# Define Calvinism using the word 'toys'



## Nebrexan (Apr 3, 2008)

This list never fails to make me smile, but it's missing several terms like 'Confessionalism', 'Calvinism', etc. Anyone care to suggest definitions?

Capitalism: He who dies with the most toys, wins.
Hari Krishna: He who plays with the most toys, wins.
Judaism: He who buys toys at the lowest price, wins.
Catholicism: He who denies himself the most toys, wins.
Anglican: They were our toys first.
Greek Orthodox: No, they were ours first.
Branch Davidians: He who dies playing with the biggest toys, wins.
Atheism: There is no toy maker.
Polytheism: There are many toy makers.
Evolutionism: The toys made themselves.
Church of Christ, Scientist: We are the toys.
Communism: Everyone gets the same number of toys, and you go straight to the opposite of heaven if we catch you selling ours.
B'Hai: All toys are just fine with us.
Amish: Toys with batteries are surely a sin.
Taoism: The doll is as important as the dump truck.
Mormonism: Every boy may have as many toys as he wants.
Voodoo: Let me borrow that doll for a second…
Hedonism: Hang the rule book! Let's play!
Seventh Day Adventist: He who plays with his toys on Saturday, loses.
Church of Christ: He whose toys make music, loses.
Baptist: Once played always played.
Jehovah's Witnesses: He who sells the most toys door-to-door, wins.
Pentecostalism: He whose toys can talk, wins.
Existentialism: Toys are a figment of your imagination.
Confucianism: Once a toy is dipped in water, it is no longer dry.
Non-denominationalism: We don't care where the toys came from, let's just play with them.


----------



## etexas (Apr 3, 2008)

Calvin:That toy is not in accord with RPG, you can only play with it outside the church building kid!


----------



## Semper Fidelis (Apr 3, 2008)

A man cannot serve both toys and God. Either he will love the one and hate the other.


----------



## A5pointer (Apr 3, 2008)

Depends on who is defining, our opponents might say

1. toy robots programed to say I love you God

I have actually heard Hank Hennigrff do this by saying Calvinism can't be true because that would reduce Christians to Chatty Cathy dolls.


----------



## A5pointer (Apr 3, 2008)

etexas said:


> Calvin:That toy is not in accord with RPG, you can only play with it outside the church building kid!



Yikes


----------



## Reformed Covenanter (Apr 3, 2008)

Calvinism: some have been predestined to receive eternal toys, others have not.

Nuance:

Moderate Calvinism: only the elect receive eternal toys, but the non-elect receive temporal toys in this life.

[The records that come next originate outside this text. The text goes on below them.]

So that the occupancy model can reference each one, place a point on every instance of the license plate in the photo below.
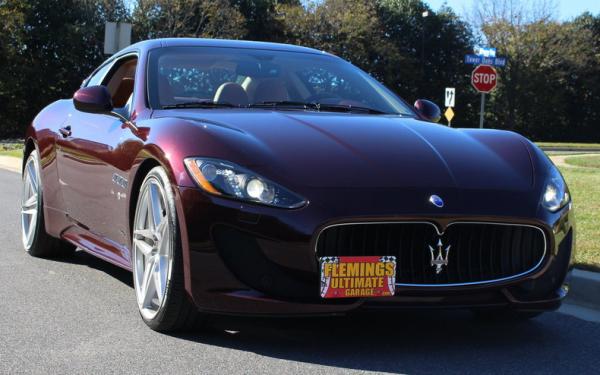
(351, 277)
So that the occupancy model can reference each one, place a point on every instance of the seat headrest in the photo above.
(123, 92)
(165, 91)
(231, 93)
(271, 90)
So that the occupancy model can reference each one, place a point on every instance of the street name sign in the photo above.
(450, 96)
(482, 60)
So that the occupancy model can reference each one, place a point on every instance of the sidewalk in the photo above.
(11, 163)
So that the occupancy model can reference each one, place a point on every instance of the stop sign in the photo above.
(483, 78)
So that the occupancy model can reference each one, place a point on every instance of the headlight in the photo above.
(229, 180)
(556, 193)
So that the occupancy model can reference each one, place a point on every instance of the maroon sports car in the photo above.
(252, 178)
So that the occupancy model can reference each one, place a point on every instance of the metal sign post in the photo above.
(449, 103)
(481, 111)
(484, 79)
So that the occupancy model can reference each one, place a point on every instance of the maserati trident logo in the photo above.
(436, 200)
(441, 259)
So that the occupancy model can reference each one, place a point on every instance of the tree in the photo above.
(546, 91)
(446, 39)
(187, 18)
(47, 46)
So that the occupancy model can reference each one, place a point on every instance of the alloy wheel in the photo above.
(152, 248)
(29, 202)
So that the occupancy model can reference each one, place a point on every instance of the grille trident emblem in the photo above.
(441, 259)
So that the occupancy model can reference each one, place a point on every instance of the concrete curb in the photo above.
(585, 288)
(572, 149)
(10, 163)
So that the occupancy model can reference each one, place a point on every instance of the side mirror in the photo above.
(428, 110)
(93, 99)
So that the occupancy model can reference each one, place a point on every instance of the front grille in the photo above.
(479, 252)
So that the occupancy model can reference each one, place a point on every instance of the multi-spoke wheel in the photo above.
(30, 201)
(156, 257)
(33, 232)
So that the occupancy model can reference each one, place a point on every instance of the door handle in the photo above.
(66, 131)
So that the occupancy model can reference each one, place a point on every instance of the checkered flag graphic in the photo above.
(325, 280)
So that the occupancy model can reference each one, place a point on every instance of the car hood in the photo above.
(333, 150)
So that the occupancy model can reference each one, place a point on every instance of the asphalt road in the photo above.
(79, 316)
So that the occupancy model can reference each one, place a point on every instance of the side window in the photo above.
(120, 83)
(97, 78)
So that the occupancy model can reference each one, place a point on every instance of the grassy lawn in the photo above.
(582, 146)
(585, 188)
(588, 161)
(15, 153)
(11, 149)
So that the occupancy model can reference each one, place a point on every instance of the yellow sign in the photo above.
(449, 114)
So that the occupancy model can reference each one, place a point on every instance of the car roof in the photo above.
(201, 42)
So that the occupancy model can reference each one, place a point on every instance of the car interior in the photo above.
(120, 86)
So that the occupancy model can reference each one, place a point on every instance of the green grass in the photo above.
(11, 149)
(582, 146)
(585, 189)
(587, 161)
(15, 153)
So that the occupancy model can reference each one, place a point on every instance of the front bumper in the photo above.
(251, 260)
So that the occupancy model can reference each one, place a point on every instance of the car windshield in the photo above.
(216, 77)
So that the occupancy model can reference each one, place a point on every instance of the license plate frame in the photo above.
(357, 276)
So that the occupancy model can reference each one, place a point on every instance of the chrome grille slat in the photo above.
(481, 252)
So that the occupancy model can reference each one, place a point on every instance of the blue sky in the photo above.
(567, 9)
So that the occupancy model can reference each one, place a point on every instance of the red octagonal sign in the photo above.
(484, 78)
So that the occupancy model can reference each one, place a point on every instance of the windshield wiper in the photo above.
(282, 103)
(318, 107)
(201, 104)
(349, 108)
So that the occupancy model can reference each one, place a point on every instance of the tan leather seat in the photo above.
(165, 91)
(231, 93)
(123, 92)
(271, 90)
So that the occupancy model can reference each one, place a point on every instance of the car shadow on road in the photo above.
(421, 342)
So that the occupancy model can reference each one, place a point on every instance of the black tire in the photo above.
(177, 311)
(505, 314)
(41, 245)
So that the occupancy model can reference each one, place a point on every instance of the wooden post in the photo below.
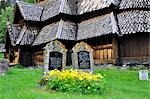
(115, 44)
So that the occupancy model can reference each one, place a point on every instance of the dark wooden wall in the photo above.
(103, 49)
(135, 47)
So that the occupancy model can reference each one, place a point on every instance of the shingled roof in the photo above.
(65, 30)
(127, 4)
(29, 36)
(134, 21)
(97, 26)
(85, 6)
(54, 7)
(50, 8)
(13, 32)
(30, 12)
(22, 36)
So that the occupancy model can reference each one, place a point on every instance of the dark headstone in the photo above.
(55, 61)
(84, 60)
(4, 65)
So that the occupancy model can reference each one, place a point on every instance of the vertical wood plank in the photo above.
(109, 53)
(115, 48)
(101, 54)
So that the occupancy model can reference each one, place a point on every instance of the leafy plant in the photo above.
(74, 81)
(5, 15)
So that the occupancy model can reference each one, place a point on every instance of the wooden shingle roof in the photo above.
(22, 36)
(85, 6)
(29, 36)
(97, 26)
(65, 30)
(128, 4)
(50, 8)
(134, 21)
(13, 32)
(30, 12)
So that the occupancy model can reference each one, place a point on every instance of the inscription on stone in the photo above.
(83, 60)
(55, 60)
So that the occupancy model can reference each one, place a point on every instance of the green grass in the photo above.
(121, 84)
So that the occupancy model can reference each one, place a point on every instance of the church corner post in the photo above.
(116, 50)
(82, 57)
(54, 56)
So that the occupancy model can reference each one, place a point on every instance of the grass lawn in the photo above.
(121, 84)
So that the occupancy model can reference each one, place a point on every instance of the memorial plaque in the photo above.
(55, 60)
(83, 60)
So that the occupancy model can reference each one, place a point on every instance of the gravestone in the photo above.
(54, 56)
(82, 57)
(55, 60)
(143, 75)
(4, 66)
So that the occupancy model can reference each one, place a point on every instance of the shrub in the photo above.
(74, 81)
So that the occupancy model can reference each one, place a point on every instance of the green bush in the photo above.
(74, 81)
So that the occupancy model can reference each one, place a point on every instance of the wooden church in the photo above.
(118, 31)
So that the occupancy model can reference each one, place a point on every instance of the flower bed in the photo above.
(74, 81)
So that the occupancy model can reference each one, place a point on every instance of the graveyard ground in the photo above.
(121, 84)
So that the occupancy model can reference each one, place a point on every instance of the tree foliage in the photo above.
(5, 15)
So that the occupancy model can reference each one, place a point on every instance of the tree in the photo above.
(5, 15)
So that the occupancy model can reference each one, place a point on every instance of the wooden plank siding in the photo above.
(38, 58)
(102, 54)
(134, 47)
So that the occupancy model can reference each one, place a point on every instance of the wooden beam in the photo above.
(115, 52)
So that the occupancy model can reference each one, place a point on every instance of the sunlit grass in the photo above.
(121, 84)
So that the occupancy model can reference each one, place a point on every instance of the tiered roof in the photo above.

High Calvinism: only the elect receive eternal toys and temporal toys, the non-elect get no toys in this life.

Moderate Calvinism: eternal toys are sincerely offered to the non-elect.

High Calvinism: there is no well-meant offer of toys to the non-elect.


----------



## etexas (Apr 3, 2008)

Calvin: (After snapping the head off a doll) Stop sobbing! It was planned in eternity.


----------



## ChristopherPaul (Apr 3, 2008)

Patriarchy: Only Play with toys that are hand made out of wood.

Calvinism: Buzz Lightyear He hated, but Woody He loved.

Presbyterian:


----------



## servantofmosthigh (Apr 3, 2008)

5-Points of TOYLIP:

T: TOY-tal DepraviTOY
OY: OYconditional Election
L: Limited ATOYnement
I: IrresisTOYble Grace
P: perseverance of the Saints


----------



## Pergamum (Apr 3, 2008)

Health and wealth toys: Your best toys NOW!


----------



## etexas (Apr 3, 2008)

Kenneth Copeland: You are not a little doll. You are a little god!


----------



## DMcFadden (Apr 3, 2008)

Daniel Ritchie said:


> Calvinism: some have been predestined to receive eternal toys, others have not.
> 
> Nuance:
> 
> ...


----------



## BlackCalvinist (Apr 5, 2008)

Calvinism: The toys you get freely are predetermined by God in eternity past.
Arminianism: We chose the toys first, so they then came to us.
Semi-Pelagianism: The toys have the ability to reject the person trying to take them.


----------